It would therefore be more difficult to obtain an insulating covering that 
is smooth. 
The description above also relates to a cabling wire in which the tape and 
the varnish are based on the same material, but it is possible for the 
tape and the varnish to be made of different materials, providing those 
materials are mutually compatible and the varnish is capable of adhering 
to the tape. 
For example, a PTFE tape may be used with a varnish comprising an aqueous 
solution of a fluorinated copolymer of ethylene and propylene (FEP), or a 
polyamide tape (such as "Kapton"--registered trademark) with a varnish of 
polyurethane or of polyamide, or finally a polyester tape with a varnish 
of nylon or of polyester. 
In addition, the invention may be applied to a structure other than a 
cabling wire, for example it may be applied to a coaxial cable whose outer 
insulating covering is constituted by a composite tape of polyamide and of 
PTFE and a varnish of PTFE or of FEP. Naturally all of the above-mentioned 
pairs of materials can also be used for making the outer covering of a 
coaxial cable. 
For cables of non-circular section (rectangular or polygonal, for example), 
where it is impossible to obtain a centered outer insulation by extrusion, 
the invention makes it possible to obtain an insulating covering having 
all of the necessary qualities. 
Advantageously, it is possible to coat the cable or the conductor with more 
than three layers of varnish. This makes it possible to fill all of the 
grooves completely, to achieve the desired performance with respect to 
operating voltage of the cable, and to establish a radial thickness of 
insulation that complies with the requested specifications. 

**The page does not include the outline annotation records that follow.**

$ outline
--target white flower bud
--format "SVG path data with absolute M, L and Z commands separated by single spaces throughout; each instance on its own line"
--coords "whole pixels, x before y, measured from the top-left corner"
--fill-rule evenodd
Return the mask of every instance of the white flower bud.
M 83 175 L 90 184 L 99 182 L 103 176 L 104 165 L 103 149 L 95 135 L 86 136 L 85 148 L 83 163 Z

In general, the invention may be applied to insulating any elongate body, 
and in particular to insulating all types of cable, including optical 
fiber cables, all kinds of electrical conductors, and possibly also pipes, 
tubes, or ducts whose operating environments require insulating protection 
having the qualities of the protection provided by the invention. 

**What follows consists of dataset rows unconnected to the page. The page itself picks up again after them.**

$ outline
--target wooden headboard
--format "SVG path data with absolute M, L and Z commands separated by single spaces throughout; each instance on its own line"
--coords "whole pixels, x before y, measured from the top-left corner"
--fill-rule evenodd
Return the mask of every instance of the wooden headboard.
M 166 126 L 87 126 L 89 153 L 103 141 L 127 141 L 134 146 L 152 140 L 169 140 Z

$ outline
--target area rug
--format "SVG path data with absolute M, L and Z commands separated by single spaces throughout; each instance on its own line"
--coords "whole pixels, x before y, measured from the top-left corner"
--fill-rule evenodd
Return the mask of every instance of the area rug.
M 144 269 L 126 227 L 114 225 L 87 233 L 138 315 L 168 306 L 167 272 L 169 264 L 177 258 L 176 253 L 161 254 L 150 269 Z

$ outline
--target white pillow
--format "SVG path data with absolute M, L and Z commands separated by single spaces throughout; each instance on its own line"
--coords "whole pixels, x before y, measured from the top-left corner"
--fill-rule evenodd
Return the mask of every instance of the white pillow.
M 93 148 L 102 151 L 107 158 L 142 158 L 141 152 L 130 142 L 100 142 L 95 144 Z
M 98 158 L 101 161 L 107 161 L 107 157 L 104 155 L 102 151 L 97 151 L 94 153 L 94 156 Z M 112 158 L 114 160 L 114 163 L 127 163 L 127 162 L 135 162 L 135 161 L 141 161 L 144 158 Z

The invention may also be applied to manufacturing hollow section bars. 
This can be done merely by applying the insulation to a supporting body or 
former which is removed after the formed section bar has been made. 
Clearly the numerical values given are given merely by way of example and 
they cannot be considered as being limiting under any circumstances. For 
example, the thickness of the tape may lie in the range 50 .mu.m to 200 
.mu.m, and the width of the tape may lie in the range 7 mm to 12 mm. 
Finally, any means may be replaced by equivalent means without going beyond 
the ambit of the invention.